焼尻島、天売島の観光 - 2016.07.25 Mon

7日25日、晴れ。

 羽幌の道の駅で目覚めたとき、空は真っ青に澄み渡っていた。
 本日は焼尻(やぎしり)島ならびに天売(てうり)島へ、8時ちょうどの船で渡ることになっているので、この絶好の観光日和に大いに喜ぶ。
 7時前にフェリー乗場にいくと、3、4人の乗船客が待っていたが、窓口は開いていない。7時30分から開くらしい。
 両島についての知識は全く持ち合わせていなかったので、窓口が開くのを待っているうちに情報収集を行う。
 焼尻島は島内を観光タクシーで一周するのが一般的であるらしい。また、天売島は島内を回る観光バスと、島を海から一回りして観光する2種類があることが分かった。
 取り敢えず、焼尻島から先に回ることに決め、フェリーの切符を買うことにする。両方の島へ行って帰るのだから往復切符を買おうとするが、これはなく、その都度3回に分けて、切符を買わなければならないとのことだった。
 面倒なことだと思いながら、不承不承、羽幌~焼尻間の切符を買う。
 何故、往復切符がないかは、ここのフェリーに何回も乗るうちに理解できた。
 ここの航路には、普通のフェリーと高速船が交互に出ている。客が、これらに乗船するわけだが、フェリーに乗るか、高速船に乗るかは、その時間になってみなくては分からず、混乱が生じることを回避するために、このようなことにしているらしい。
 8時発は高速船で羽幌から焼尻までは35分かかったが、これが仮にフェリーだとすると1時間を要する。ちなみに、料金は前者が1950円で、後者が1700円である。
 乗船時に羽幌港の観光案内所を通じて焼尻島内の観光タクシーを予約しておいたので、到着するとタクシーが待っていた。2人だけで1台のタクシーに乗るものと思っていたら、何とジャンボタクシーに7、8人が相乗りするシステムだった。これで料金は1人1400円。
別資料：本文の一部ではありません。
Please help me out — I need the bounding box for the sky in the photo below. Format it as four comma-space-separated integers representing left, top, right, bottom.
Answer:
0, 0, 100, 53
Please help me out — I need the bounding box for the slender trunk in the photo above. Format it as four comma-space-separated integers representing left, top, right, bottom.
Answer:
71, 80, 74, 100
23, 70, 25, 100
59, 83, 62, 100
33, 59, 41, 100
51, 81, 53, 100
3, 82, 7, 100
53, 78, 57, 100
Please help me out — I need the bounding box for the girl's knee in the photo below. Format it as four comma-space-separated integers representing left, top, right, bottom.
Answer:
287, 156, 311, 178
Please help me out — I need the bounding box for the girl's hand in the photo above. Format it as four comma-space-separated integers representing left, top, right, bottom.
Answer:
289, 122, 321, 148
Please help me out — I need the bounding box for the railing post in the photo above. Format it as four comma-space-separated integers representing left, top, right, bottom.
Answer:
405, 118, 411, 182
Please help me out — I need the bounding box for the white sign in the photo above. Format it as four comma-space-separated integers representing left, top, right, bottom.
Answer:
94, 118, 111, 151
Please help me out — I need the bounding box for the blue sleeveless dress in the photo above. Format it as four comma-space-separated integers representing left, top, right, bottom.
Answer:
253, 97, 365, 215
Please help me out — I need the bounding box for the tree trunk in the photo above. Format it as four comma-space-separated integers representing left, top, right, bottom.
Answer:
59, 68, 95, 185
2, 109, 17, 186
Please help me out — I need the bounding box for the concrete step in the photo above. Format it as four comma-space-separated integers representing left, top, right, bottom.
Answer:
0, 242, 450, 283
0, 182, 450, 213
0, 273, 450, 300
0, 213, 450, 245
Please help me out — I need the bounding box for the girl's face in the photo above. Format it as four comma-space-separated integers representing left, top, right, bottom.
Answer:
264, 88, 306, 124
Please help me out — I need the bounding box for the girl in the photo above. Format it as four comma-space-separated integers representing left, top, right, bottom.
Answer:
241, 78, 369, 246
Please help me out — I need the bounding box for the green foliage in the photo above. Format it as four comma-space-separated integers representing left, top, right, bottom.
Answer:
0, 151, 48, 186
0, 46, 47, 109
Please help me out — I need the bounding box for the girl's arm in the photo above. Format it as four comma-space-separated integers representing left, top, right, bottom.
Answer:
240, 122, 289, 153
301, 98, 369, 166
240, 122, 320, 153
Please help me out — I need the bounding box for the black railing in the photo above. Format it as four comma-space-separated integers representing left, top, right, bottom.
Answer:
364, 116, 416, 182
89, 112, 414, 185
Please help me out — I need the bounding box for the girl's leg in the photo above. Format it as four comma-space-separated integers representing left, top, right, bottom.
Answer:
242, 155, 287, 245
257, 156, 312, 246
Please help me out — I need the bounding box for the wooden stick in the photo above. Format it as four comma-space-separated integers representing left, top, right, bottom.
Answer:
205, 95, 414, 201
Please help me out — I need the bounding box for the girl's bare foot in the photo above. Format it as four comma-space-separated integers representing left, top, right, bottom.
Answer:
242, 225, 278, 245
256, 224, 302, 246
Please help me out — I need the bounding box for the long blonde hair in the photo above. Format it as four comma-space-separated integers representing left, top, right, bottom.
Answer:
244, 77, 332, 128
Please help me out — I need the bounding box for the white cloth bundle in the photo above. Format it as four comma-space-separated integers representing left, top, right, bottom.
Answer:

高いのか、安いのかは考えさせられるところだ。いずれにしても、運転手にとっては美味しいシステムである。
 島内の観光場所は『オンコの荘』と『めん羊牧場』で、前者はオンコあるいはイチイ (一位) と呼ばれる樹木の自然林で、後者はサフォーク種の羊の牧場である。
 しかし、オンコの荘というのは、ただ単にイチイの木が生えているだけの場所で、これを何もありがたがって見るようなところでもない。また、めん羊牧場も牧場内に入るのではなく、高速で走る車の中から眺めるだけというものである。
 つまるところ、この島には観光の材料となるものは何もないところを、さもあるかのように装っているだけであった。
 次に向かったのは、隣の島の天売島。両島の間で最も狭い海峡の幅は4Kmとのこと。だが、船はグルッと大きく回り込んで25分もかけて天売島に着く。
 ここでは島を船で一周する『漁船クルーズ』を楽しむことを予定していたが、これが午後からでないと出ないということで時間が余ってしまった。このため、直ぐに出発するという観光バスでの島内一周にも参加する。
 マイクロバスにでも乗せられると思っていたが、バスの前に行って驚いた。45名乗りの大型バスだった。このバスがいっぱいになるはずがないと思いきや、乗り込むと既に座席の大半は埋まっていたので、総勢は40名内外だったようだ。
 このバスは、『5名以上で運行する』とパンフレットには書かれていたが、そうではなかったようである。始発便で渡った人は、バスが出ないので1時間以上も待たされたとのことだ。運行会社としては、乗客をまとめてバスを出せば効率が良い、えげつなくいえば儲かるので、このようにしていることは容易に想像が付く。焼尻島のタクシーにしろ、ここのバスの運行にしろ、やりたい放題といったところである。これが離島の強みとでもいうのだろうか。
 このバスは、運転手がガイドを務めて島内各所を回って行くが、これによると、この島は多くの野鳥が見られることで有名で、島の売りも野鳥一色であった。
 この中でも最も有名な鳥は、オロロンチヨウといってペンギンに似た鳥らしいが、ほぼ絶滅状態にあり、見るのは簡単ではないとのことだ。ちなみに、今年、確認できたのは40羽に満たなかったとの由。
 次は、ウトウという鳥らしい。この鳥は、この島で卵を生み、ヒナを育てるが、ヒナが育つと洋上の生活に戻るとのことで、8月に入った頃には1羽もいなくなるらしい。7月下旬のこの日には残っている数も少ない上、日中は餌を取るために海に出かけていて空振りに終わる。
 その他には、ケイマフリという鳥もいるらしいが、お目にかかることは叶わなかった。
 このような状態で、耳学問はできたが、実際に自分の目で見て確かめることはできず、バスでの島内観光は消化不良ぎみで終わり、漁船クルーズに最後の望みを託すことになった。
 しかし、これも鳥がいないのではいたしかたなく、当然、得るものは何もなかった。
 こうして最終フェリーで羽幌港に帰ったが、徒労感に加えて身体的疲労も大きかった。これでは、これらの島々に行ったというアリバイ作りのために渡ったようなものであり、支払った代償の方が大きかった。
 港に帰り、さて本日の宿である。最も近いのは、当然、羽幌の道の駅だが、ここは食後の洗い物ができないという欠点がある。このため、明日の行動を考えるといい場所とは言えないが、1つ北側の初山別の道の駅まで戻ることにする。
 本日の走行距離は26Km。累積走行距離は5069Kmになった。